Aptamers (2018), Vol 2, 74-81
Published online: 07 December 2018
Iain S MacPherson*1,2 and Tim Liedl1
1Department of Physics, Ludwig Maximilian University, Munich, Bavaria, 80539, Germany
2Department of Tropical Medicine, Medical Microbiology and Pharmacology, University of Hawaii, Honolulu, Hawaii, 96813, USA
*Correspondence to: Ian MacPherson, Email: firstname.lastname@example.org, Tel: 808 377 0878, Fax: 808 692 1677
Received: 28 August 2018 | Revised: 19 November 2018 | Accepted: 29 November 2018
© Copyright The Author(s). This is an open access article, published under the terms of the Creative Commons Attribution Non-Commercial License (http://creativecommons.org/licenses/by-nc/4.0). This license permits non-commercial use, distribution and reproduction of this article, provided the original work is appropriately acknowledged, with correct citation details.

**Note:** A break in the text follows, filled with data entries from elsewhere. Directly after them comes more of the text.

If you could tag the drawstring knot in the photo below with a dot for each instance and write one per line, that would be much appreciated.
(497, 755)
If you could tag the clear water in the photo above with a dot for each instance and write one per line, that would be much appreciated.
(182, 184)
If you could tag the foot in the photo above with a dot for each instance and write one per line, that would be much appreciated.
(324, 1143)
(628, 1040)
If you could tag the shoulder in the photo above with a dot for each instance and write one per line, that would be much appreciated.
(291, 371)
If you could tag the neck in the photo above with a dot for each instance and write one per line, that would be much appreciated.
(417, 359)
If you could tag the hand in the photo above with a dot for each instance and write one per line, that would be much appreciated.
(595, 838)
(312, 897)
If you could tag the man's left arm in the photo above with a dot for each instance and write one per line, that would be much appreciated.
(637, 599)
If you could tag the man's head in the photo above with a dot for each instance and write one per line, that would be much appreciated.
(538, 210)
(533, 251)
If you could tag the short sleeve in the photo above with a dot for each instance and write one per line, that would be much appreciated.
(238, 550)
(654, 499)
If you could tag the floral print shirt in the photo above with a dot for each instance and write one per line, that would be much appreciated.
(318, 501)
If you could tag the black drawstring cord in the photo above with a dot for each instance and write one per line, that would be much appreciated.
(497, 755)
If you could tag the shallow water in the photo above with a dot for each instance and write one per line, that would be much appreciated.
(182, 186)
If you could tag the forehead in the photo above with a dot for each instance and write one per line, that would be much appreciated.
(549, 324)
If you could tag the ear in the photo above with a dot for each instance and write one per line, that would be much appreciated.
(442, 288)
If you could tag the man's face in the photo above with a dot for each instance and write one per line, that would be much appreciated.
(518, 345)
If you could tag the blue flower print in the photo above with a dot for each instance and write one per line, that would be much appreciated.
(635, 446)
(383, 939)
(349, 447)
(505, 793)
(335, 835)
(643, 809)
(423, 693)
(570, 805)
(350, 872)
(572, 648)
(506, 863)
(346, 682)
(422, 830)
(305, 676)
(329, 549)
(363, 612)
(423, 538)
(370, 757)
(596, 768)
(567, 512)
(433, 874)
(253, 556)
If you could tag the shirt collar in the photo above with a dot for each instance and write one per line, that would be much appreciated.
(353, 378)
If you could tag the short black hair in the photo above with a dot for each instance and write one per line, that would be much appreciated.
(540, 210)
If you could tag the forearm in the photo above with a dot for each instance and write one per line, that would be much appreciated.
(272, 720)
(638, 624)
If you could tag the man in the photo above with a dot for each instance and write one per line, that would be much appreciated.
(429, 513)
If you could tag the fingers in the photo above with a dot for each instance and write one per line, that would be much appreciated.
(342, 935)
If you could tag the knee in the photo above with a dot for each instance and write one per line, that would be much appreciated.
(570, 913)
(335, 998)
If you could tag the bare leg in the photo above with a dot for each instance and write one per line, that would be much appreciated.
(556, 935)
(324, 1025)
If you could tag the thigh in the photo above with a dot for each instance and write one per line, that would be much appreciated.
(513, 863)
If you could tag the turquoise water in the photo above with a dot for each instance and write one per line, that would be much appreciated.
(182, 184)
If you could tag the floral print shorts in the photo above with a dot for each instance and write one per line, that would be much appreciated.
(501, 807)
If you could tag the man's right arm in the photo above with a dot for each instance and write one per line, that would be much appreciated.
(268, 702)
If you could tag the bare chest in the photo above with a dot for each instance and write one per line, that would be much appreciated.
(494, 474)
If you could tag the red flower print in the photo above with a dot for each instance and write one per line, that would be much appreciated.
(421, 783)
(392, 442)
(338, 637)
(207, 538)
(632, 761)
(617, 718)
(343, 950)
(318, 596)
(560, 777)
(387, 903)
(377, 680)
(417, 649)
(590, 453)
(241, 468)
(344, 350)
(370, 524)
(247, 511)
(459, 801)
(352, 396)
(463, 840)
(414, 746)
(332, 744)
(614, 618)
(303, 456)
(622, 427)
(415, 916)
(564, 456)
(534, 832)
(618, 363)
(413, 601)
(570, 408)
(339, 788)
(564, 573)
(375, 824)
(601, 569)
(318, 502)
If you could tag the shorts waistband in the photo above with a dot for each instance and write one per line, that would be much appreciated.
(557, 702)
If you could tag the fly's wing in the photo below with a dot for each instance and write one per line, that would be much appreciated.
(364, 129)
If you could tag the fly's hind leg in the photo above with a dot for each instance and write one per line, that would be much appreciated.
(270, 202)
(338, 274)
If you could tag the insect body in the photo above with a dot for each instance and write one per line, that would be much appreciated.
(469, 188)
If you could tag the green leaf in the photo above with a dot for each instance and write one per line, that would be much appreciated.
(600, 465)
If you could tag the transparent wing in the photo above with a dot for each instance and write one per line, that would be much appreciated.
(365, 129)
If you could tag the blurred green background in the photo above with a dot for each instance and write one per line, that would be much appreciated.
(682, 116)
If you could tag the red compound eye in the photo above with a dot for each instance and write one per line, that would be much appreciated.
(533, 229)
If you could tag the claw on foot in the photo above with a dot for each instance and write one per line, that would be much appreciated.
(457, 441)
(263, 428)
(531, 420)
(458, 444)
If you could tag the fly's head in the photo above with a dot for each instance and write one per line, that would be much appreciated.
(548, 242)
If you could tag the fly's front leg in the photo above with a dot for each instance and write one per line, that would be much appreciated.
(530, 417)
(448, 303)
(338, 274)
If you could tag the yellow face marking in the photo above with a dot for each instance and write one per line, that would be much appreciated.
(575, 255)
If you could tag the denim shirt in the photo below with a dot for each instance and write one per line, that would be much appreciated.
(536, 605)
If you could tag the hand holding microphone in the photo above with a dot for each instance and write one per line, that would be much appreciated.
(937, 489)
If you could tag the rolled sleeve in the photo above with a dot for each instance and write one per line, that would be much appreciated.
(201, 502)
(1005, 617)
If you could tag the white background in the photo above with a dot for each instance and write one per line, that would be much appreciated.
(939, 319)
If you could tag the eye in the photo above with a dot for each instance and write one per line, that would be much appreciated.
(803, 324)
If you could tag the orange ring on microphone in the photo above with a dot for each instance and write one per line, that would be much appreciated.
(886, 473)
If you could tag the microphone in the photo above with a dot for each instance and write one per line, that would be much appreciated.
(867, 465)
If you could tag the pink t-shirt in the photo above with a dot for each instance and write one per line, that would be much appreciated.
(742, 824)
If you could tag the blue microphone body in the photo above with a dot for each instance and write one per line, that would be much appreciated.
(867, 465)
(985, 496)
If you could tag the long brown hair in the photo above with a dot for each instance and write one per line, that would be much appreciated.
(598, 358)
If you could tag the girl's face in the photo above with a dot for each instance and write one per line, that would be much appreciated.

Aptamers are capable of binding to target proteins with high affinity and specificity. Recent technologies have focused on increasing the chemical diversity of libraries for the isolation of aptamers with improved binding. For this, DNA has been the nucleic acid of choice, in part due to the ability of certain DNA polymerases to accommodate modified DNA bases. Success with base-modified RNA libraries has been rare to date, despite potential advantages of RNA aptamers over DNA aptamers. Here we further expand the range of base modification in RNA aptamers by a process called RNA-SELMA (SELection with Modified Aptamers). In this process, RNA is displayed by the DNA that encodes it, enabling the selection of post-transcriptionally modified RNA libraries and amplification of their encoding DNA, thus circumventing the need for reverse transcription. In this report, we show that chemical attachment of N-hydroxysuccinimidyl esters to DNA-displayed RNA libraries enables the selection of aptamers capable of bioconjugation with a target protein, streptavidin, at low nanomolar concentration with high specificity.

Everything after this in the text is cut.